AK Parti teşkilatlarının çöktüğünü ancak vakıflar, cemaatler, kuran kursları, yardım dernekleri gibi yapıların gücünü koruduğunu söyleyen Çiçek, Kürtlerin de siyaseti yerelleştirerek böyle dinamikler kurması gerektiğini belirtti. Kürdistan’da yapıcı ve eleştirel bir muhalefete ihtiyaç olduğunu söyleyen Çiçek, bunun akademi ve medya alanına da taşınması gerektiğinin altını çizdi.

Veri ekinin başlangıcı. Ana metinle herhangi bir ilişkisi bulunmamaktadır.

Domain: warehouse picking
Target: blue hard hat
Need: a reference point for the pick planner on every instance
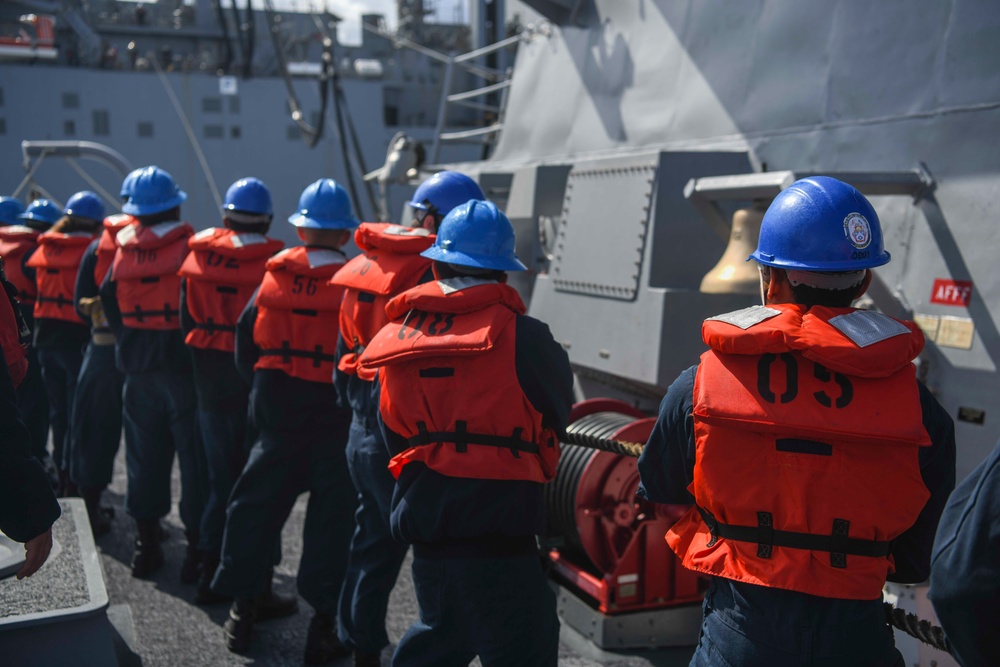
(248, 195)
(476, 234)
(821, 224)
(10, 209)
(129, 184)
(324, 205)
(444, 191)
(42, 210)
(153, 191)
(85, 204)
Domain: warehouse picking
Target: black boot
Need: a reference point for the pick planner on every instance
(322, 644)
(148, 556)
(100, 517)
(363, 659)
(67, 489)
(191, 567)
(205, 595)
(274, 605)
(239, 625)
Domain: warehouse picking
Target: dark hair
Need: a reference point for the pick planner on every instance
(445, 270)
(170, 215)
(815, 296)
(71, 223)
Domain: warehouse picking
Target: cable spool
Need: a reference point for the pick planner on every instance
(562, 495)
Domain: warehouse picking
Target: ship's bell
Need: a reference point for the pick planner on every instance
(733, 274)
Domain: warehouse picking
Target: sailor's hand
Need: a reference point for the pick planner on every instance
(92, 306)
(36, 551)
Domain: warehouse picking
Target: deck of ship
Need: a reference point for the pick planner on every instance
(162, 627)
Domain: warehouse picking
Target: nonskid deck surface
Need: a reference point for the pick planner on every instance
(168, 629)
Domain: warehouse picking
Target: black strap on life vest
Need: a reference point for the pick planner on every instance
(60, 301)
(463, 438)
(212, 327)
(837, 543)
(287, 352)
(139, 314)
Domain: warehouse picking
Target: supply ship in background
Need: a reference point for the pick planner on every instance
(635, 146)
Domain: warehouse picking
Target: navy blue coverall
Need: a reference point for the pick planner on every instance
(158, 414)
(752, 625)
(301, 434)
(375, 557)
(223, 396)
(476, 569)
(32, 399)
(96, 428)
(27, 505)
(965, 567)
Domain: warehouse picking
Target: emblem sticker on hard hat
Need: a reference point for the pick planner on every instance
(858, 231)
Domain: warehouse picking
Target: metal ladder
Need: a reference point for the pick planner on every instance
(497, 81)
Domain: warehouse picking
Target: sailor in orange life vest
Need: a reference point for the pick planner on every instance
(59, 332)
(220, 275)
(817, 464)
(18, 239)
(140, 297)
(28, 507)
(391, 263)
(285, 344)
(472, 456)
(96, 427)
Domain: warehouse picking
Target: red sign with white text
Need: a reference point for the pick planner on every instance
(951, 292)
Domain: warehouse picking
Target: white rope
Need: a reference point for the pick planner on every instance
(108, 197)
(47, 195)
(31, 173)
(188, 129)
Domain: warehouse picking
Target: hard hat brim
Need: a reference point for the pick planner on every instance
(821, 267)
(480, 262)
(303, 220)
(132, 208)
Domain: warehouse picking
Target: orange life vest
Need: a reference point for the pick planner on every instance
(145, 268)
(449, 383)
(222, 270)
(807, 427)
(56, 262)
(15, 353)
(391, 264)
(298, 311)
(106, 247)
(15, 242)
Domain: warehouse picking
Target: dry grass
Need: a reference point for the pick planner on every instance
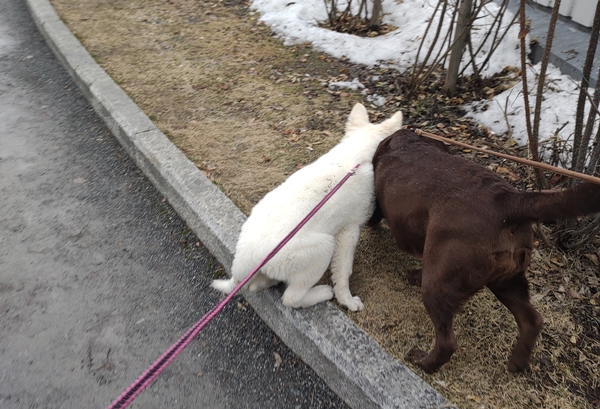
(249, 111)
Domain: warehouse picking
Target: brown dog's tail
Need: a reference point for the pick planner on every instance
(581, 200)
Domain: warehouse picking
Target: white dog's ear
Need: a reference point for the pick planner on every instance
(358, 117)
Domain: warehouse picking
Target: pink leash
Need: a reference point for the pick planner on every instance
(161, 363)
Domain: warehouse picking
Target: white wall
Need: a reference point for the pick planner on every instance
(580, 11)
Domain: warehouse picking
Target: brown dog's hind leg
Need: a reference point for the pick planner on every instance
(441, 305)
(514, 294)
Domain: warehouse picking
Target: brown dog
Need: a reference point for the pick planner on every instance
(471, 229)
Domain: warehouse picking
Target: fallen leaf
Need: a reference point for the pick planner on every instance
(593, 258)
(534, 398)
(474, 398)
(574, 294)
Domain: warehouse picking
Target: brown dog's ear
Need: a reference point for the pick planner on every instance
(357, 118)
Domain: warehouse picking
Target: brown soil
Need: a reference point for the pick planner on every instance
(249, 111)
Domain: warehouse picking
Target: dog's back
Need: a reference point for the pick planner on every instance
(471, 228)
(424, 191)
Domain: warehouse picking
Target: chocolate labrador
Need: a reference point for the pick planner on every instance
(471, 229)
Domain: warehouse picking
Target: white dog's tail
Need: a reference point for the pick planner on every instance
(225, 286)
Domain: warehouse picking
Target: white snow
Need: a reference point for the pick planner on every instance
(298, 21)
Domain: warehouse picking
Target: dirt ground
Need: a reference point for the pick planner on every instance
(249, 111)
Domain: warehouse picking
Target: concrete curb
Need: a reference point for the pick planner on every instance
(346, 358)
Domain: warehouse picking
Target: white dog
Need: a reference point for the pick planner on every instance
(330, 237)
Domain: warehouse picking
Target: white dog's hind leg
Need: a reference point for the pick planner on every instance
(225, 286)
(301, 297)
(313, 259)
(341, 267)
(260, 282)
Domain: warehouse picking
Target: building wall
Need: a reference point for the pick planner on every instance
(580, 11)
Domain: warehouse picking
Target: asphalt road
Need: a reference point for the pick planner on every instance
(98, 275)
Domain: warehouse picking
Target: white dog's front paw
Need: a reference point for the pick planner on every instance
(354, 303)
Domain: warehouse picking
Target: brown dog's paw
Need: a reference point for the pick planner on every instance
(415, 355)
(415, 276)
(517, 367)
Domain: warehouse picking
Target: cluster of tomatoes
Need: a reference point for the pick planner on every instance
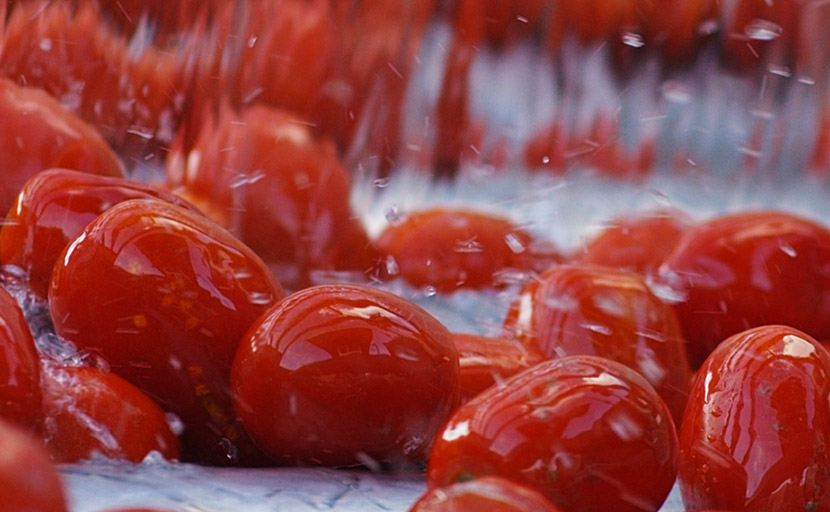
(192, 317)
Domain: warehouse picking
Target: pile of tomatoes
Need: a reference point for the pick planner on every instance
(177, 187)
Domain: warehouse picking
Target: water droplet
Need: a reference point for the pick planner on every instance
(787, 249)
(633, 39)
(175, 423)
(763, 30)
(393, 216)
(514, 243)
(708, 27)
(391, 265)
(230, 449)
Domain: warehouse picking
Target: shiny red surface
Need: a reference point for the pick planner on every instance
(754, 436)
(89, 412)
(486, 361)
(52, 209)
(589, 433)
(28, 481)
(177, 294)
(489, 493)
(638, 243)
(583, 309)
(264, 176)
(749, 269)
(38, 133)
(345, 375)
(20, 394)
(452, 249)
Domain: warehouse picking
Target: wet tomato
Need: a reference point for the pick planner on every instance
(489, 493)
(486, 361)
(639, 243)
(89, 411)
(284, 193)
(176, 295)
(582, 309)
(749, 269)
(583, 430)
(345, 375)
(52, 209)
(38, 133)
(450, 249)
(755, 432)
(20, 394)
(28, 480)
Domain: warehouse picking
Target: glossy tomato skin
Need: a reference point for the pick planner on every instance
(53, 208)
(749, 269)
(592, 310)
(490, 493)
(20, 394)
(450, 249)
(486, 361)
(264, 176)
(342, 375)
(177, 294)
(754, 436)
(639, 243)
(89, 411)
(38, 133)
(28, 480)
(582, 429)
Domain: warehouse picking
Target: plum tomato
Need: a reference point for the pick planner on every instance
(451, 248)
(489, 493)
(284, 193)
(486, 361)
(52, 209)
(89, 411)
(28, 480)
(582, 309)
(749, 269)
(639, 243)
(164, 296)
(38, 133)
(344, 375)
(20, 393)
(588, 432)
(754, 436)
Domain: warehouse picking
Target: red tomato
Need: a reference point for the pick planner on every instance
(89, 411)
(28, 481)
(680, 26)
(37, 133)
(284, 193)
(574, 309)
(640, 243)
(486, 362)
(135, 98)
(175, 294)
(451, 249)
(589, 433)
(52, 209)
(344, 375)
(490, 493)
(749, 269)
(754, 436)
(20, 395)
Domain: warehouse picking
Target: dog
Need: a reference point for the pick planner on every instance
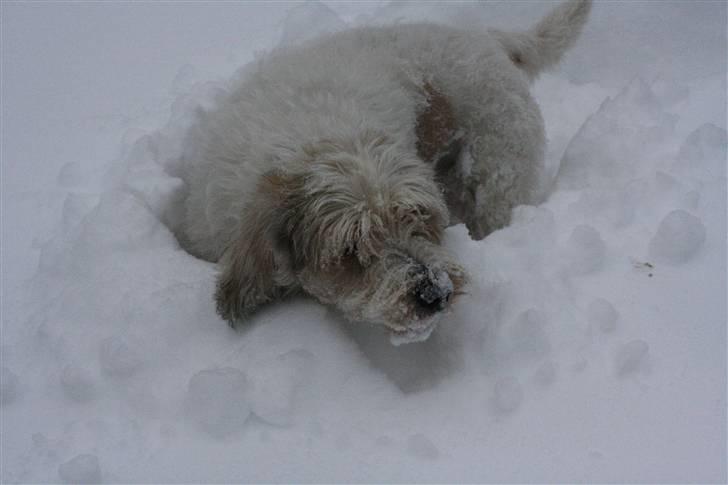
(333, 167)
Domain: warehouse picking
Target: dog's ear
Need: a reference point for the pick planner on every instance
(255, 268)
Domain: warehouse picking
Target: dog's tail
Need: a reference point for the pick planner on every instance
(543, 45)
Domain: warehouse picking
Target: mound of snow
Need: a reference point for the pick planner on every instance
(9, 386)
(630, 357)
(81, 469)
(218, 400)
(678, 238)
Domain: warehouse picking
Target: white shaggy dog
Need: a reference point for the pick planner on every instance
(335, 166)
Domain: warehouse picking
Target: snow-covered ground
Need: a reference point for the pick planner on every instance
(591, 346)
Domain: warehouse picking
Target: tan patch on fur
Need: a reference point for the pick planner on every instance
(436, 127)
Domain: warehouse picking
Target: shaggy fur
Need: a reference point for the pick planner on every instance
(335, 166)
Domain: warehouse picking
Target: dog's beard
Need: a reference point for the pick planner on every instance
(407, 289)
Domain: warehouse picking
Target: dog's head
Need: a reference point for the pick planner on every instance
(356, 224)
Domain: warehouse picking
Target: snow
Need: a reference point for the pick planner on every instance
(591, 345)
(81, 469)
(631, 356)
(603, 315)
(218, 400)
(679, 237)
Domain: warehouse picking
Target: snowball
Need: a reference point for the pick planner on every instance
(421, 446)
(77, 384)
(508, 395)
(705, 148)
(617, 141)
(276, 384)
(630, 357)
(121, 221)
(602, 315)
(218, 400)
(526, 335)
(119, 357)
(9, 385)
(679, 236)
(81, 469)
(545, 375)
(184, 79)
(76, 207)
(586, 250)
(310, 20)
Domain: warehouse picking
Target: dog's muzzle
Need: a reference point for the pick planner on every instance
(432, 292)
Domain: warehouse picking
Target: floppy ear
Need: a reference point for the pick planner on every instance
(255, 267)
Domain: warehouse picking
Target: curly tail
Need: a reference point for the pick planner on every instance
(543, 45)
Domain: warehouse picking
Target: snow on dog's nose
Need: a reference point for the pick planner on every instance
(432, 291)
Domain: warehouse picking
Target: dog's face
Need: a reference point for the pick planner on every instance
(358, 227)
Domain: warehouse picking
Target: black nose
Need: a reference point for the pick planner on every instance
(430, 297)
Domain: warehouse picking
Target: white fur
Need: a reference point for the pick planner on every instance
(312, 156)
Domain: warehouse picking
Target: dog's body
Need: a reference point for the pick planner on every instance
(334, 167)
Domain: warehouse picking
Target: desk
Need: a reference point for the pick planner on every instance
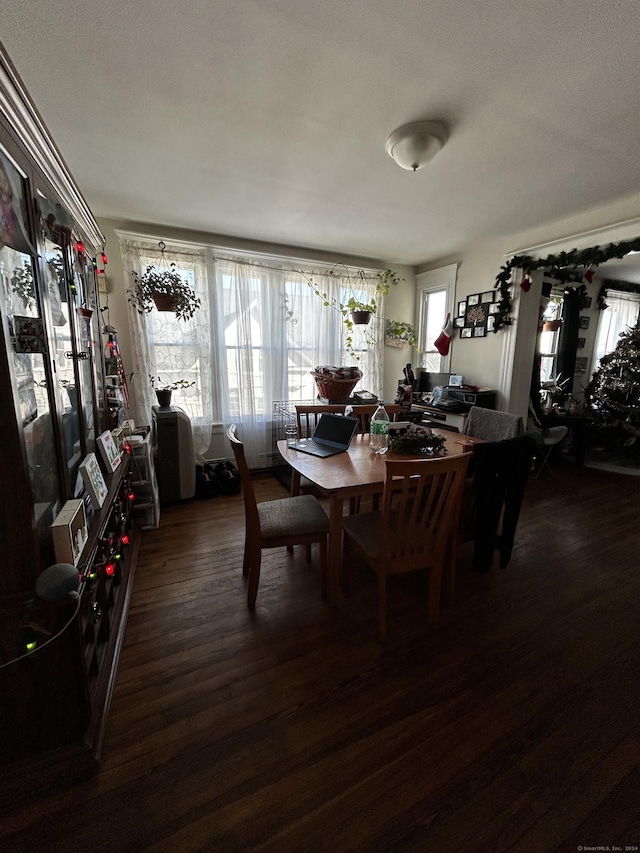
(355, 473)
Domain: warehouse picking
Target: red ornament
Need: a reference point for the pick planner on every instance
(526, 282)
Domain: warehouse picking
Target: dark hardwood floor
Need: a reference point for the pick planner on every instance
(512, 725)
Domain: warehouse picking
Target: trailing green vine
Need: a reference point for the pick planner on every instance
(563, 266)
(384, 282)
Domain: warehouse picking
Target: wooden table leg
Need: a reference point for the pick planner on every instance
(335, 549)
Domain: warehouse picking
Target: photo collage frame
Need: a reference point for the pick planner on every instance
(475, 316)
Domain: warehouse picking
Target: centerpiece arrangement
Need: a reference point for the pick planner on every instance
(416, 439)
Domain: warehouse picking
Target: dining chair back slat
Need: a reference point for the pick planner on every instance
(415, 527)
(286, 522)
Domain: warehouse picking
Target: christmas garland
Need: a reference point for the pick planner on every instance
(564, 266)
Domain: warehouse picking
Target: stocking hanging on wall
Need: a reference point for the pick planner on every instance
(443, 340)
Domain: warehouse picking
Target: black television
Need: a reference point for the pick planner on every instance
(429, 381)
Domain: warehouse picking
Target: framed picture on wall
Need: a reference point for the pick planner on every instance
(93, 480)
(581, 366)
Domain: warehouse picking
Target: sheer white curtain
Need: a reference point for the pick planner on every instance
(621, 313)
(169, 349)
(260, 331)
(275, 331)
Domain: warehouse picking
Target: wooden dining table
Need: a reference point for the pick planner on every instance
(355, 473)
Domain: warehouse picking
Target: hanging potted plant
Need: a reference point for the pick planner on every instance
(165, 290)
(355, 312)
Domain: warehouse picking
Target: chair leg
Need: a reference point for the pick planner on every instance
(254, 578)
(451, 563)
(435, 591)
(382, 605)
(544, 462)
(323, 566)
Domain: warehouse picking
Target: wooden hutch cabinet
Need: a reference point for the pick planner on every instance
(58, 657)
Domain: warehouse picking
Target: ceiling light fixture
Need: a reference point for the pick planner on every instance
(412, 146)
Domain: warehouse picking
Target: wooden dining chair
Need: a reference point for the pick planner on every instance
(415, 528)
(277, 523)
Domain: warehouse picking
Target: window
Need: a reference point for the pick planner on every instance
(621, 313)
(549, 337)
(259, 334)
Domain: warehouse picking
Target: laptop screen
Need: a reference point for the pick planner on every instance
(335, 428)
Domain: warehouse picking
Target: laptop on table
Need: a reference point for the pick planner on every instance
(333, 434)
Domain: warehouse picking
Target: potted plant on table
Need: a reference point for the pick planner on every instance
(164, 391)
(164, 289)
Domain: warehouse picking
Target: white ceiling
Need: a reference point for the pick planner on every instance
(267, 119)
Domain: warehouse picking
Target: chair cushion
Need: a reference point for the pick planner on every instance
(291, 516)
(554, 435)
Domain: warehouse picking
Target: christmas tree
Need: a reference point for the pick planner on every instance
(613, 395)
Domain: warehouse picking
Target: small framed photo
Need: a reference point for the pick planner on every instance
(93, 480)
(109, 451)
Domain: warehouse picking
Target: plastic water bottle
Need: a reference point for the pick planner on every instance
(379, 429)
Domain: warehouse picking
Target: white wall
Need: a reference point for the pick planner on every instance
(399, 303)
(480, 360)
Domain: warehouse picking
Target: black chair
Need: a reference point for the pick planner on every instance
(500, 475)
(272, 524)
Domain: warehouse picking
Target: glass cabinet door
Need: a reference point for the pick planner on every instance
(31, 385)
(59, 294)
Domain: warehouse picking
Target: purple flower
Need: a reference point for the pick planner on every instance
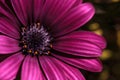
(41, 37)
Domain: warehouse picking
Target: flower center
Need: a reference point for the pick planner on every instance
(35, 40)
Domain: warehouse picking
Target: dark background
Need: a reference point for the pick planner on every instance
(106, 22)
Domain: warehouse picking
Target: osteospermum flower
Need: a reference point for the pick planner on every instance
(41, 37)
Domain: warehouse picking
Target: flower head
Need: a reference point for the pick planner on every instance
(41, 37)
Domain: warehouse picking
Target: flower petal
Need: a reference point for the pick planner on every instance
(8, 22)
(93, 65)
(80, 43)
(8, 45)
(23, 10)
(31, 69)
(7, 28)
(72, 20)
(51, 71)
(70, 72)
(10, 66)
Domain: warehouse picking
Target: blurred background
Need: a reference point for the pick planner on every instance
(106, 22)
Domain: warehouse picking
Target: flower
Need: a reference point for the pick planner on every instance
(41, 36)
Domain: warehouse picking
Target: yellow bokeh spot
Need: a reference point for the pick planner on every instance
(94, 26)
(99, 32)
(106, 54)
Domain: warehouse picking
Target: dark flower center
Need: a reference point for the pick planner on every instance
(35, 40)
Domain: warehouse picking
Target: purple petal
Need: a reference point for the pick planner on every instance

\'Türkiye’de Kürt meselesi değil Türk meselesi var\'
Panelin üçüncü oturumu, Boğaziçi Üniversitesi\'nden Doç. Dr. Bülent Küçük\'ün \'Değişen Türkiye ve Kürt Sosyolojisinin Önümüzdeki On Yıllarda Kürt Meselesine Etkileri, Kürtlerin Gelecek Perspektifi\' konulu konuşmasıyla başladı.
Türk solunun Türklüğünden, Kürtlerin karşılaştığı yapısal handikaplardan ve Türklerin nasıl Türkiyelileşeceğinden bahseden Küçük, Kürt meselesi ve Kürt siyasetinin yapısal olarak bir paradoksta kaldığını söyledi. Kürtlerin inkar edilerek piyasada ucuz iş gücü olmalarının sağlandığını belirten Küçük, Kürtlerin işçi sınıfının ana gövdesini oluşturduklarını dile getirdi. Sosyologlar olarak Kürt coğrafyasının içindeki toplumsal dönüşümü bilmediklerini söyleyen Küçük, \"Türkiye’nin batısındaki orta sınıf ile doğusundaki orta sınıf aynı mı? Kürtlerin kendi içindeki burjuva sınıfı kaç kişiden oluşuyor? Bunları bilmiyoruz. Türkiyelileşmesi gereken Kürtler midir, Türkler midir? Türkiyelileşme nedir? Kürtlerin Türkiyelileşmesi midir? Bu oturumu Türkçe konuşuyorsak bu, Türkiyelileştiğimizi göstermez mi? Türkler ne kadar Türkiyelileşti? Türkiye’de Kürt meselesi değil bir Türk meselesi var\" dedi.
HDP\'nin gözetmesi gereken noktalardan birisinin bu dönüşümü yakalamak olduğunu söyleyen Küçük, kurulan ittifakın ise bir misyondan ziyade zaruret olduğunu ifade etti.